El-Bergusi 2002 yılından beri hapiste ve İsrail onu 2000 yılında patlak veren İkinci İntifada’nın ‘beyni’ olmakla suçluyor.

Mervan el-Bergusi'nin İsrail'deki duruşmasından (Reuters)Mervan el-Bergusi'nin İsrail'deki duruşmasından (Reuters)

Ahmed Saadat

İsrail, 2001 yılında İsrail Turizm Bakanı Rehavam Zeevi'ye düzenlenen suikastın ‘beyni ve planlayıcısı’ olmakla suçladığı FHKC Genel Sekreteri Ahmed Saadat'ı serbest bırakmayı reddediyor.

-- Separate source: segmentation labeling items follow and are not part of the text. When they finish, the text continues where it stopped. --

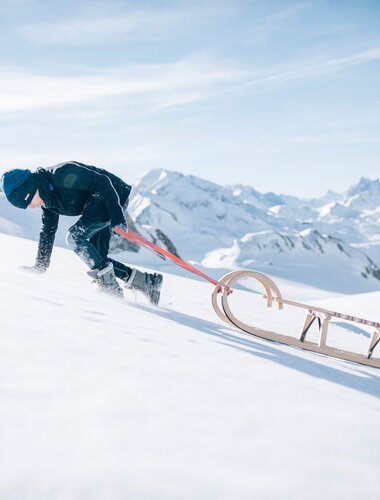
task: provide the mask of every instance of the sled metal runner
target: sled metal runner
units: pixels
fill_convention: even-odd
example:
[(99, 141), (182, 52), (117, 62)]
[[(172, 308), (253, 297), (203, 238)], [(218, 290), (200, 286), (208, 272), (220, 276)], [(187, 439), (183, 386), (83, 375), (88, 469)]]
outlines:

Saadat 2006'da tutuklandı ve İsrail 2011'deki Şalit esir takası anlaşmasının bir parçası olarak onu serbest bırakmayı reddetti.

Abdullah el-Bergusi

Yedioth Ahronoth'a göre İsrail, 67 kez müebbet hapis cezasına çarptırılan, İsrail güvenlik çevrelerinin ‘ikinci Sinvar’ olarak tanımladığı ve İkinci İntifada sırasında onlarca İsraillinin öldürülmesinden sorumlu olmakla suçlanan Abdullah el-Bergusi'yi serbest bırakmayı da reddediyor.

İbrahim Hamid

İsrail ayrıca, Batı Şeria'daki en önde gelen ikinci Hamas lideri İbrahim Hamid'i de serbest bırakmayı reddediyor.

Hamid 2006 yılından beri tutuklu bulunuyor ve İkinci İntifada sırasında Hamas tarafından gerçekleştirilen operasyonların yaklaşık yüzde 90'ından sorumlu olmakla suçlanıyor.

Mahkum İbrahim Hamid (Filistin Esirler Cemiyeti)

Mahkum İbrahim Hamid (Filistin Esirler Cemiyeti)

Abbas es-Seyyid

İkinci İntifada sırasında Batı Şeria'nın Tulkerim kentinde Hamas komutanı olan Abbas es-Seyyid, 35 kez müebbet hapis cezasına çarptırılmış ve İsrail tarafından Natanya'daki Park Otel'e yönelik saldırıyı planlamakla suçlanmıştı.